Из серии "СССР без фанатизма"
О «великих достижениях науки в СССР» нам тоже любят рассказывать много и восторженно. Обычно это очень похоже на газету «Пионерская правда», как по уровню восторженного экстаза, так и по уровню, мягко говоря, несоответствия истине. Я не буду пытаться объять необъятное и коснусь в этой заметке только биологии – области, в которой работал 20 лет.
Итак, основная проблема отношений советской власти и науки – в квазирелигиозной природе власти. Уровень практической подготовленности правителей к их «работе» был весьма низок. При этом, уровень самомнения, основанного на фанатичной вере в «самую передовую теорию» высок. Как результат – оценка всего и вся с чисто религиозным фанатизмом и самонадеянностью, цензура и прочие «решения». Соответственно, как искусства, так и науки попали под эту самоуверенную и невежественную «оценку» в стиле «передовые – реакционные», «материалистические – идеалистические», со всеми последствиями.
Надо ли вспоминать о том, что передовые области биологии – генетика, биохимия, биофизика – попали при советской власти в опалу. Особенно это касается генетики, потому что, помимо вполне очевидного отношения властей, тут подоспел «к месту» очень подходящий персонаж – академик ВАСХНИЛ Трофим Лысенко. Он имел некоторые локальные заслуги в сельском хозяйстве, но, как часто бывает у мелких и непорядочных людей, хотел большего.

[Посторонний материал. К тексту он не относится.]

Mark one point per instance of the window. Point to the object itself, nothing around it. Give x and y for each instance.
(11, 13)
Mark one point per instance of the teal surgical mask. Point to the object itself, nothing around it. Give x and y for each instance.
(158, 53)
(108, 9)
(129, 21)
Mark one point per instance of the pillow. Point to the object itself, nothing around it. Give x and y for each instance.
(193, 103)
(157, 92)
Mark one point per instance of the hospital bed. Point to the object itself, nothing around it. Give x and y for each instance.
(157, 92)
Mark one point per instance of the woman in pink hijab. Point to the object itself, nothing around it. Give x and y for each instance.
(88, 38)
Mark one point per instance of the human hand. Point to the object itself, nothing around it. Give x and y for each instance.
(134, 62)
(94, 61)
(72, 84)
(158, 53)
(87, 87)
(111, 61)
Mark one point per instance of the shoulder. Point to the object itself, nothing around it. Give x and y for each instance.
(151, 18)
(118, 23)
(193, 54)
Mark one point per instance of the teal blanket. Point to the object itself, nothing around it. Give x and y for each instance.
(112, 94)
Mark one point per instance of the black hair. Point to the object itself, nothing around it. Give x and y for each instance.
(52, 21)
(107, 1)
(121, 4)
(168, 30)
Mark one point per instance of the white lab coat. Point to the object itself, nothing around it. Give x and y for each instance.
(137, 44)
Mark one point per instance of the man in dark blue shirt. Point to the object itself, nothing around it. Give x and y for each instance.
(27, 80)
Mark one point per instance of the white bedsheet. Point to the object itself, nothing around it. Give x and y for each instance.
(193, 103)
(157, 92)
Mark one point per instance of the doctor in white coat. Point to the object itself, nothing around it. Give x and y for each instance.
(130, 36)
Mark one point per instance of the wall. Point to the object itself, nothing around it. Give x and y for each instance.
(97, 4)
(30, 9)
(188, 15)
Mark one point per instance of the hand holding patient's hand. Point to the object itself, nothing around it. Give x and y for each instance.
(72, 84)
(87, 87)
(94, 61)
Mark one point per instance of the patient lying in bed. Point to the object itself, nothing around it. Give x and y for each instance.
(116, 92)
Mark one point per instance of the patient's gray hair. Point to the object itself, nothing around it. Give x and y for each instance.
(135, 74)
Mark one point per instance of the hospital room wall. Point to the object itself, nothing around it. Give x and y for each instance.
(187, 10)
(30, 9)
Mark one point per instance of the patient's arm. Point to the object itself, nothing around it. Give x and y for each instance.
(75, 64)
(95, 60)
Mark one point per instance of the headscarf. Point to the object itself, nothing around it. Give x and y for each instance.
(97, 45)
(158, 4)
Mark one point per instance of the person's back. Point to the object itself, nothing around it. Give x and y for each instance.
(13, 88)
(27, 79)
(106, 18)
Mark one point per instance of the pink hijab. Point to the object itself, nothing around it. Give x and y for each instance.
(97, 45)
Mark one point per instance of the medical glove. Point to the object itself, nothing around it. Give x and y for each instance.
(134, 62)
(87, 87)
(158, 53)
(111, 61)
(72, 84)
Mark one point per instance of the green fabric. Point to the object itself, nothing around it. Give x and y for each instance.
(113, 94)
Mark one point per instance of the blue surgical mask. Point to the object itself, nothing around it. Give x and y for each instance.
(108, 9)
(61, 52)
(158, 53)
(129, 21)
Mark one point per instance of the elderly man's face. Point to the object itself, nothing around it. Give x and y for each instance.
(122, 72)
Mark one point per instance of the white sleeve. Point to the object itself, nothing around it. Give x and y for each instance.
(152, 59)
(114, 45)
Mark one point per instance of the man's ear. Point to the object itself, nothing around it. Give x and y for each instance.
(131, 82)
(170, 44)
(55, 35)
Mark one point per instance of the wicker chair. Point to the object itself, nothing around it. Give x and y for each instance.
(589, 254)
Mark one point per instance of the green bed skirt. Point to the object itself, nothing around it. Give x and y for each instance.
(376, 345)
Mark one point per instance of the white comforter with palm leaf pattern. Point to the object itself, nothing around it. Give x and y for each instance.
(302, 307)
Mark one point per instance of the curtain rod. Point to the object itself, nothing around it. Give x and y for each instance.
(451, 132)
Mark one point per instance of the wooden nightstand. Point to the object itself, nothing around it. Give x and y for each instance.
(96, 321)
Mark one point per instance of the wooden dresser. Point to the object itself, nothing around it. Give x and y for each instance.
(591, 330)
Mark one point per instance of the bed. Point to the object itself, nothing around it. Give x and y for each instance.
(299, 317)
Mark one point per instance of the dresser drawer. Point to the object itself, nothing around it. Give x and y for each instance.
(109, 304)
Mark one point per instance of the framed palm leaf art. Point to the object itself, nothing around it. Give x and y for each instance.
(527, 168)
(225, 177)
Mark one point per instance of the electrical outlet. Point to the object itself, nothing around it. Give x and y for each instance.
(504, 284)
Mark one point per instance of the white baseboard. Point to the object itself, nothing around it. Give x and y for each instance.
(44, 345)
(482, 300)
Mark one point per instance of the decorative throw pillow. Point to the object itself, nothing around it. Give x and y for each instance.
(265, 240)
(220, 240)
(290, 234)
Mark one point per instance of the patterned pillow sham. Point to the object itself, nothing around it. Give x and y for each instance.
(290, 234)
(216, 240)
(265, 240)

Не имея оснований претендовать на лидерство в науке по справедливости, он использовал для продвижения инструмент, предоставляемый любой деспотией – политический донос вместо научной дискуссии. В результате элита советской биологии была уничтожена, в большой степени – физически, а многие направления просто закрыты.
Я пришел в биологию, конечно, уже сильно после Лысенко. К тому времени молекулярная генетика не считалась уже «идеалистической лженаукой», но проблема в том, что разрушенную научную школу трудно восстановить. Наука похожа на лес – вырубить его можно быстро. А чтобы вырастить новый, нужны десятилетия. При этом, как ни крути, советское руководство не стало культурнее, и по-прежнему слабо понимало реальную важность науки, особенно фундаментальных направлений.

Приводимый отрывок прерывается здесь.